Er habe noch nie einen so stürmischen Jubel für einen Film erlebt, schrieb der Filmjournalist Roger Ebert nach der Premiere von „Einer flog über das Kuckucksnest“. Am 19. November 1975, vor 50 Jahren, kam die Tragikomödie mit Jack Nicholson in den USA auf die Leinwand, sie wurde mit fünf Oscars ausgezeichnet. Das „Amerikanische Filminstitut“ zählt das Werk zu den 100 besten US-Filmen aller Zeiten.

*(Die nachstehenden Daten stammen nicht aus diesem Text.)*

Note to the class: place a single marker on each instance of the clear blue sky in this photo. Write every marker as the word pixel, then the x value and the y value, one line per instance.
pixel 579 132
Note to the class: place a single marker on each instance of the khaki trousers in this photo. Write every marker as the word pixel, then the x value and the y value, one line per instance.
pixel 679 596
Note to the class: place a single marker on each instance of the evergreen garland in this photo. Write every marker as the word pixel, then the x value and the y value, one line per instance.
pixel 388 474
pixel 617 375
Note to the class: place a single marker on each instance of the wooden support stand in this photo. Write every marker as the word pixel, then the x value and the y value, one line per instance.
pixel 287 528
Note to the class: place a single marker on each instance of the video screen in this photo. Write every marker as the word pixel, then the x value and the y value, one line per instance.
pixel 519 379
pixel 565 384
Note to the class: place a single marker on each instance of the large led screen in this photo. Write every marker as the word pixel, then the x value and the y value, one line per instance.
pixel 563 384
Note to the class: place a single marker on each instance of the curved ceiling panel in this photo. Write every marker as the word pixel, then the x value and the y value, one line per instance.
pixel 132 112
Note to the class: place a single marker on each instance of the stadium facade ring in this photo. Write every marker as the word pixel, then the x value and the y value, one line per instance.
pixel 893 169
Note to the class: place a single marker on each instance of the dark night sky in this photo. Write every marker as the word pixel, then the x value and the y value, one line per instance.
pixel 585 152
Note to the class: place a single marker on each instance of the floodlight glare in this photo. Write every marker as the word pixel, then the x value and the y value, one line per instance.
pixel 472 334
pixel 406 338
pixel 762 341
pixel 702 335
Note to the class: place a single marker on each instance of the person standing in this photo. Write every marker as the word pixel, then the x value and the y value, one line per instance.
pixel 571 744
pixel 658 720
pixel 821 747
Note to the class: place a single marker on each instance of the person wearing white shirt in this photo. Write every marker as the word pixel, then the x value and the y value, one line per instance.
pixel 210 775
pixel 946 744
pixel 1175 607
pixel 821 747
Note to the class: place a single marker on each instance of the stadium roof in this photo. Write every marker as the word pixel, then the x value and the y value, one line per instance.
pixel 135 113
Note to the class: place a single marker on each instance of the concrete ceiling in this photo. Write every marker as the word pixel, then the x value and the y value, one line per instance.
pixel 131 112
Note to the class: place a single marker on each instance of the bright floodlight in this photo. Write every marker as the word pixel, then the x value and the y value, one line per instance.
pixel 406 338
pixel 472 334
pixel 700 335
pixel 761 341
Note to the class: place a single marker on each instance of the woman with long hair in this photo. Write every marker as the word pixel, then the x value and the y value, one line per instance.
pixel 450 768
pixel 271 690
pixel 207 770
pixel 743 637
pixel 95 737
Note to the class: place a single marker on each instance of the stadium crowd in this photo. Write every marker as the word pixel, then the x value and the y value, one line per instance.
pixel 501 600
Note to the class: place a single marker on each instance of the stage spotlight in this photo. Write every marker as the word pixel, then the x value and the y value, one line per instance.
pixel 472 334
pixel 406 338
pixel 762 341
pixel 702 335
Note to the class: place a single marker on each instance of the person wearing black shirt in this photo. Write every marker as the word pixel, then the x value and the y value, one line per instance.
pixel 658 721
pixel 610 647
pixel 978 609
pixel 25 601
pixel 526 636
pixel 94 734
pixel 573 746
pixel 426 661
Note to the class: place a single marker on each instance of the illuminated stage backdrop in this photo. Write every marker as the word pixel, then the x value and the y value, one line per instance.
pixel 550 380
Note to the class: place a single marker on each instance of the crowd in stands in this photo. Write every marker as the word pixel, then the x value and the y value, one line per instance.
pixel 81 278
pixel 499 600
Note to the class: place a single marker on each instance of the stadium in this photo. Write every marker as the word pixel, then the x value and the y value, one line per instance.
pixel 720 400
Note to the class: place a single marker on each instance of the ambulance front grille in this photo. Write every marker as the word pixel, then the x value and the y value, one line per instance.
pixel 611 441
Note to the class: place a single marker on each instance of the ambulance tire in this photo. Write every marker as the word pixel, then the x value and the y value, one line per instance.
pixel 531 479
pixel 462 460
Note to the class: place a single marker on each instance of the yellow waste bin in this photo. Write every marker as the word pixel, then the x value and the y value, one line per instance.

Unter der Regie von Milos Forman geht es um Aufstand gegen Autorität und Willkür. Das passte zum Zeitgeist in den 1970ern in den USA, Präsident Richard Nixon war zurückgetreten, der Vietnamkrieg zu Ende gebracht.
#Autoritäre Kontrolle
Das „Kuckucksnest“ ist eine psychiatrische Klinik mit den damals üblichen Behandlungsmethoden Elektroschock und Lobotomie, einem Eingriff, bei dem Nervenbahnen im Gehirn durchgeschnitten werden. Die Patienten tragen den Film. Die 18 Männer in einer geschlossenen Abteilung, verlorene Seelen allesamt, werden von der eisigen Oberschwester Mildred Ratched (Louise Fletcher) kontrolliert und „therapiert“.
In der US-Popkultur ist „Krankenschwester Ratched“ heute Inbegriff autoritärer Kontrolle und institutioneller Grausamkeit. Bei der Oscar-Verleihung sagte Fletcher, die Zuschauer hätten ihre Figur „wohl so sehr gehasst, dass ihr mir diese Auszeichnung gegeben habt“.
#Meisterhafter Jack Nicholson
Alles geht den gewohnten tristen Gang in Ratcheds Abteilung, bis ein Patient kommt, der sich nicht einfügt in den farblosen Alltag der Gesprächskreise, der klassischen Musik und der Medikamentenausgabe. Der Rebell ist ein 38-jähriger Gefängnisinsasse namens Randle McMurphy (meisterhaft gespielt von Jack Nicholson), verurteilt unter anderem wegen Vergewaltigung. Er hat sich als „verrückt“ einweisen lassen, in der Hoffnung auf ein angenehmeres Leben als im Knast.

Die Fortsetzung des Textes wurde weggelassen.